Matthias, sind die zuletzt im Fokus stehenden Lothar Matthäus und Didi Hamann Vorbilder für Dich?
Nein. Ich will meine eigene Geschichte schreiben und niemanden kopieren. So habe ich keine Vorbilder in diesem Sinne, sondern einige Personen, an die ich mich in unterschiedlichen Bereichen orientiere. In diesem Kontext sind da Miro Klose, Erik Ten Hag oder Sandro Wagner zu nennen. Mit Letztgenannten habe ich beispielsweise die A-Lizenz gemacht. Er hat durch seine Expertentätigkeit eine starke persönliche Marke aufgebaut, die ihn von der Regionalliga in die deutsche A-Nationalmannschaft katapultiert hat.

Hintergrund der Frage: Zuletzt bist Du als TV-Experte in Erscheinung getreten, warst Co-Kommentator von Sky bei der U17-WM. Wie hast Du da Deine Rolle interpretiert? Als Stimmungsmacher, rein als Berichterstatter oder eher als Analyst?
In derselben Rolle hab ich bereits die Junioren-Endspiele zur Deutschen Meisterschaft und dem Pokal begleitet - oder auch die Premier League. Hierbei war beispielsweise der Austausch mit Sandro Gold wert. Bei vielen Punkten habe ich versucht, mich an ihm zu orientieren, aber es auf meine eigene Art und Weise umzusetzen. Denn Authentizität ist für mich sehr entscheidend. Das Feedback war erfreulicherweise durch die Bank sehr positiv.

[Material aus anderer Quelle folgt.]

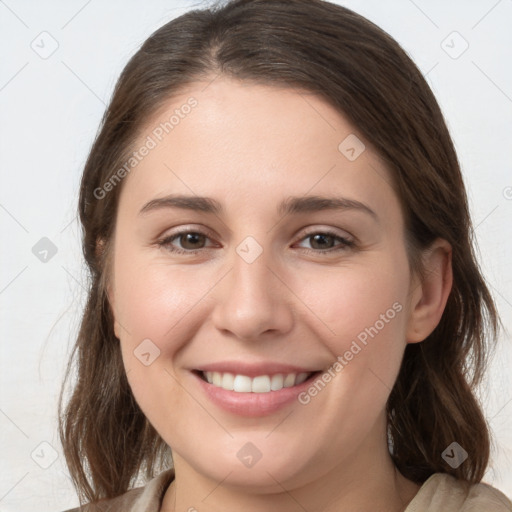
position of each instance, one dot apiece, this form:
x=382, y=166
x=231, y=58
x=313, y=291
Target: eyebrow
x=291, y=205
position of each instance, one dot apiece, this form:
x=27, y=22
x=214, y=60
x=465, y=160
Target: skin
x=249, y=147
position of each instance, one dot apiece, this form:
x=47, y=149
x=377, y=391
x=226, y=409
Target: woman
x=283, y=292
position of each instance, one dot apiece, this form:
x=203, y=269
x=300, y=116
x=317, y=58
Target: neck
x=365, y=481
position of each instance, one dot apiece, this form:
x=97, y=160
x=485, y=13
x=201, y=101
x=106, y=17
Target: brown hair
x=358, y=68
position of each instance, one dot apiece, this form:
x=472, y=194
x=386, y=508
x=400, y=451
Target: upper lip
x=253, y=369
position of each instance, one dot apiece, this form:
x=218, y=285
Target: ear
x=429, y=296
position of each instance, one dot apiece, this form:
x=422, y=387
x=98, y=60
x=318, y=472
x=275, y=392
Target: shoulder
x=148, y=497
x=444, y=492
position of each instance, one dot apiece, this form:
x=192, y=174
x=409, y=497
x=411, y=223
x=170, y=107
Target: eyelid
x=346, y=242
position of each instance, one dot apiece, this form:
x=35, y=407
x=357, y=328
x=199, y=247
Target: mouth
x=268, y=383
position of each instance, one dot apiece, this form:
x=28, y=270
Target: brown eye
x=192, y=240
x=322, y=241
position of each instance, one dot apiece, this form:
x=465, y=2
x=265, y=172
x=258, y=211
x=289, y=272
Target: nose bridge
x=252, y=299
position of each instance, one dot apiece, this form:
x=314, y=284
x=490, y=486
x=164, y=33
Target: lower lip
x=253, y=404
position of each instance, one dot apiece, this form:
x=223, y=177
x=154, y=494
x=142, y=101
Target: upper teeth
x=260, y=384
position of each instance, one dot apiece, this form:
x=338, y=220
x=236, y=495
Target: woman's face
x=294, y=263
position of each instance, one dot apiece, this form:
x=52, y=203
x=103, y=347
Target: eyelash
x=345, y=243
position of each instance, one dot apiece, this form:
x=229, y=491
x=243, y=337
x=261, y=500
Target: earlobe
x=429, y=297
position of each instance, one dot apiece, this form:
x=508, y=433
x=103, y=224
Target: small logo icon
x=146, y=352
x=44, y=250
x=454, y=45
x=455, y=455
x=249, y=249
x=249, y=455
x=45, y=45
x=351, y=147
x=44, y=455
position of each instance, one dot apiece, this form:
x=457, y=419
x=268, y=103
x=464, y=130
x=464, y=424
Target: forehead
x=253, y=144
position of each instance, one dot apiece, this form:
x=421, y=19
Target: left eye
x=324, y=241
x=193, y=241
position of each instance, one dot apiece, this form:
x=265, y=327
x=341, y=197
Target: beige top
x=440, y=493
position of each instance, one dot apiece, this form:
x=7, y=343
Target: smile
x=259, y=384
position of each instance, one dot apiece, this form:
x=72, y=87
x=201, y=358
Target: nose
x=254, y=302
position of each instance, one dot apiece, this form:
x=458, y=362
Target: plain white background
x=51, y=106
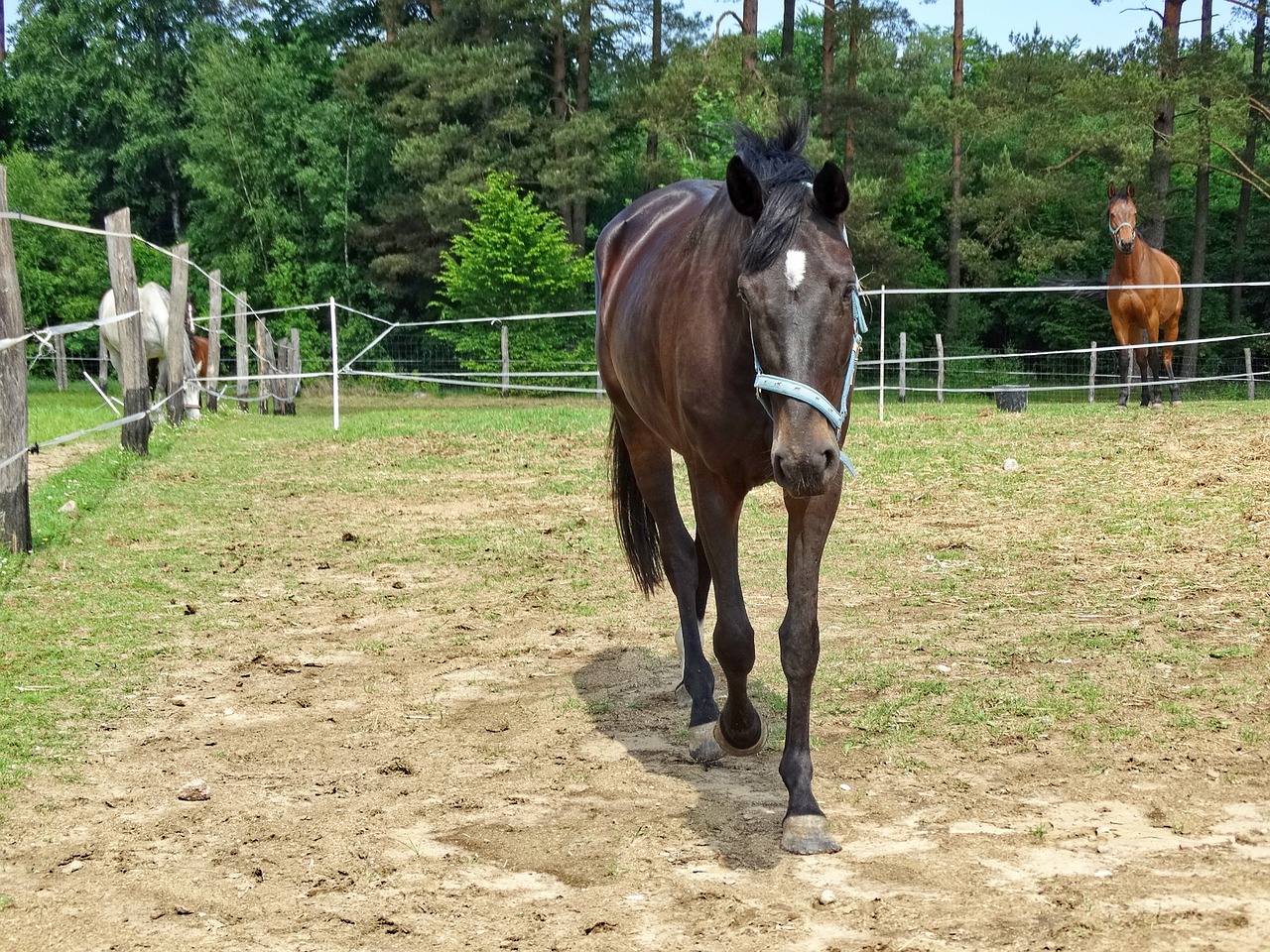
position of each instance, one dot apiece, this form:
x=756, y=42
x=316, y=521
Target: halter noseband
x=793, y=389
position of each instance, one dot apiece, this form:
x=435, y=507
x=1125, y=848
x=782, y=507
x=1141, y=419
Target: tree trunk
x=788, y=31
x=1161, y=162
x=1199, y=241
x=1250, y=154
x=651, y=149
x=826, y=49
x=390, y=12
x=853, y=30
x=749, y=28
x=578, y=230
x=955, y=206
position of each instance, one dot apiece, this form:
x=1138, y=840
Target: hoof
x=683, y=698
x=702, y=747
x=746, y=752
x=807, y=835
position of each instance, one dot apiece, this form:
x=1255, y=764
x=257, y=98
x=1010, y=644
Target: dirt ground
x=522, y=784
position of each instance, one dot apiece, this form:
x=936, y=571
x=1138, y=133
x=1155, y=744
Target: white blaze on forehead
x=795, y=267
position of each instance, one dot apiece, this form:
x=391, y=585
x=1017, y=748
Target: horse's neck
x=1132, y=267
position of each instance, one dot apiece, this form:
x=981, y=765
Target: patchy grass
x=1109, y=590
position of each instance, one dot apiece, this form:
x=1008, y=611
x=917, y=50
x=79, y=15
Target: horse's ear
x=830, y=190
x=743, y=189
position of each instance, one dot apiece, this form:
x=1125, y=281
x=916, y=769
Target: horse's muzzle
x=806, y=472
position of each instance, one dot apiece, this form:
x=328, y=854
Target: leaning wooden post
x=294, y=391
x=881, y=356
x=1093, y=368
x=14, y=492
x=507, y=362
x=939, y=368
x=177, y=298
x=134, y=379
x=262, y=365
x=213, y=336
x=334, y=368
x=903, y=365
x=240, y=350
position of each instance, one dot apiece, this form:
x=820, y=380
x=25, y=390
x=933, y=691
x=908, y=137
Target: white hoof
x=702, y=747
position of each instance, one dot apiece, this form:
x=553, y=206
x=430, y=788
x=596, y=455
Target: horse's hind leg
x=681, y=692
x=651, y=463
x=1157, y=375
x=1144, y=372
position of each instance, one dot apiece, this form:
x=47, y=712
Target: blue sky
x=1111, y=23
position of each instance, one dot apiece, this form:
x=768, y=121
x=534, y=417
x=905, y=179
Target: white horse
x=154, y=335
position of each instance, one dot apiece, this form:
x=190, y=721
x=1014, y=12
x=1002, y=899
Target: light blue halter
x=793, y=389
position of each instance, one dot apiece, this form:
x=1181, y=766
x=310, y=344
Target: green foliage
x=515, y=259
x=62, y=275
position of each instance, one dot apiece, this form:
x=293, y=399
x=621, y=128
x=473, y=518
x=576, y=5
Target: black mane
x=785, y=176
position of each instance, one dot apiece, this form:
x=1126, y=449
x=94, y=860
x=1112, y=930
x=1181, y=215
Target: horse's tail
x=635, y=525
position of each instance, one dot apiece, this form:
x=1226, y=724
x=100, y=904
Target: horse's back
x=648, y=229
x=643, y=278
x=153, y=299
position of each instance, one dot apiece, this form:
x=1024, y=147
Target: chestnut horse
x=699, y=287
x=1142, y=313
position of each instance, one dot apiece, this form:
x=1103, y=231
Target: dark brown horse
x=1142, y=313
x=701, y=287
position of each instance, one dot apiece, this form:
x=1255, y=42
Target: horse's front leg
x=804, y=830
x=1125, y=359
x=740, y=731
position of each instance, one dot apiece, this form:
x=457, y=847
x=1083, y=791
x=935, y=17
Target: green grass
x=1106, y=593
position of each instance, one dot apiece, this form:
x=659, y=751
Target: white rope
x=46, y=334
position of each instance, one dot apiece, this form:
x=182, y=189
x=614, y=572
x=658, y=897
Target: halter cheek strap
x=795, y=390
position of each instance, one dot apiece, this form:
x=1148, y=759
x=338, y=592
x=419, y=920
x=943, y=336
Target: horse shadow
x=629, y=693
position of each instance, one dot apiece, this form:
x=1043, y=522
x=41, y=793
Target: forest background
x=429, y=159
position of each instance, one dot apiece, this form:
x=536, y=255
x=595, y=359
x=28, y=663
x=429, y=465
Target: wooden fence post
x=939, y=371
x=507, y=363
x=1093, y=368
x=177, y=298
x=903, y=365
x=60, y=361
x=134, y=379
x=213, y=336
x=14, y=492
x=240, y=349
x=295, y=371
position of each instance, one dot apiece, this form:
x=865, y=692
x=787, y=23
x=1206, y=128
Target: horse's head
x=798, y=286
x=1121, y=218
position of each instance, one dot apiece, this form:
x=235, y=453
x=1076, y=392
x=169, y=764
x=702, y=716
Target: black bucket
x=1011, y=398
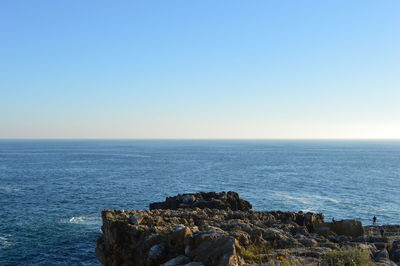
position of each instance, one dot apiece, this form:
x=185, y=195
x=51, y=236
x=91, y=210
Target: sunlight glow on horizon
x=200, y=70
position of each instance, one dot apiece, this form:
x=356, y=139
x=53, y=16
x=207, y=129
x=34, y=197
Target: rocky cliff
x=221, y=229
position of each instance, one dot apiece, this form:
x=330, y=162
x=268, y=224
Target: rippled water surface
x=52, y=192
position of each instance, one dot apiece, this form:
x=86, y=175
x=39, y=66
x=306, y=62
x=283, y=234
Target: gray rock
x=157, y=252
x=193, y=263
x=177, y=261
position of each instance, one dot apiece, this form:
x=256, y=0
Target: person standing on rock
x=382, y=231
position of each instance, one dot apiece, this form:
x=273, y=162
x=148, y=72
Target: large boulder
x=202, y=200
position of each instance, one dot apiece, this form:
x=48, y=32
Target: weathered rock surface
x=202, y=200
x=229, y=235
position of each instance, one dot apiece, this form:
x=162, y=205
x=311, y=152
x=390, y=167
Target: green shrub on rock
x=348, y=257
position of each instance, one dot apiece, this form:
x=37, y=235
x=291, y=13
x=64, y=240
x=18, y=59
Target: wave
x=307, y=199
x=4, y=241
x=9, y=189
x=85, y=220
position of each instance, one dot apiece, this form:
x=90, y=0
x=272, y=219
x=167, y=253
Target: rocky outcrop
x=215, y=236
x=202, y=200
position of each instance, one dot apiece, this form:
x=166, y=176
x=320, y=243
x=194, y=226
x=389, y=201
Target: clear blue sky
x=199, y=69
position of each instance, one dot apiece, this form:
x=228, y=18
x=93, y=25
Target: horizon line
x=221, y=139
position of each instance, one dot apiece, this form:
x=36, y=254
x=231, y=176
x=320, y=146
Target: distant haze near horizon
x=200, y=70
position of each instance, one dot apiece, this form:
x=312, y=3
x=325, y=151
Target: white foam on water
x=85, y=220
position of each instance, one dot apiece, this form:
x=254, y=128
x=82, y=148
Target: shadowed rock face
x=202, y=200
x=229, y=234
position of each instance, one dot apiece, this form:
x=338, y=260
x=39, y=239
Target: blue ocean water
x=52, y=191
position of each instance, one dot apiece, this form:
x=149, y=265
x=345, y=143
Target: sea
x=52, y=191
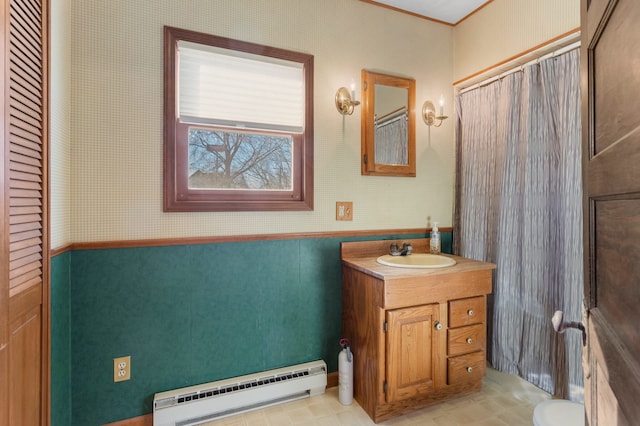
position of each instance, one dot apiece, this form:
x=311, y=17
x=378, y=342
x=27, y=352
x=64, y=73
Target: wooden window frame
x=178, y=197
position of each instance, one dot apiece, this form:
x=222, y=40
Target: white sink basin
x=417, y=260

Wie ist es überhaupt dazu gekommen, dass Du für das TV arbeitest - und nicht mehr in vorderster Front als Spieler oder Trainer?
Das Feld des Trainers ist mittlerweile unglaublich umfang- und facettenreich. So lag der Fokus für mich im Jahr 2023 darauf, viele verschiedene Perspektiven kennen zu lernen - quasi in meine Ausbildung zu investieren. Ich bin davon überzeugt, umso mehr Einblicke ich bekomme, desto besser kann ich mich in einem Team einbringen oder bewusst Kompetenzen hinzu holen. Deshalb bin ich Sky sehr dankbar über die Möglichkeit und das Vertrauen in mich und meine Fußballschule Skillers.Academy. Hier haben wir mittlerweile auf den sozialen Medien eine Plattform für den Nachwuchsfußball aufgebaut, bei der wir monatlich mehrere Milllionen User erreichen. Wir arbeiten beispielsweise auch mit Sky zusammen und so entstand der Kontakt.

Deine Hospitation bei ManU im Sommer steht im Kontrapunkt zu Deiner TV-Tätigkeit?
Diese Hospitation steht in keinem Kontrapunkt zum TV-Expertentum, sondern spiegelt vielmehr meine Zielsetzung für das Jahr 2023 der Perspektiverweiterung wider. Ich war nämlich neben Man United, auch bei St. Pauli, SCR Altach oder Austria Wien. Letztes Jahr sogar in der MLS bei Philadelphia Union. Bei allen Stationen konnte ich auf unterschiedlichen Ebenen extrem viel mitnehmen.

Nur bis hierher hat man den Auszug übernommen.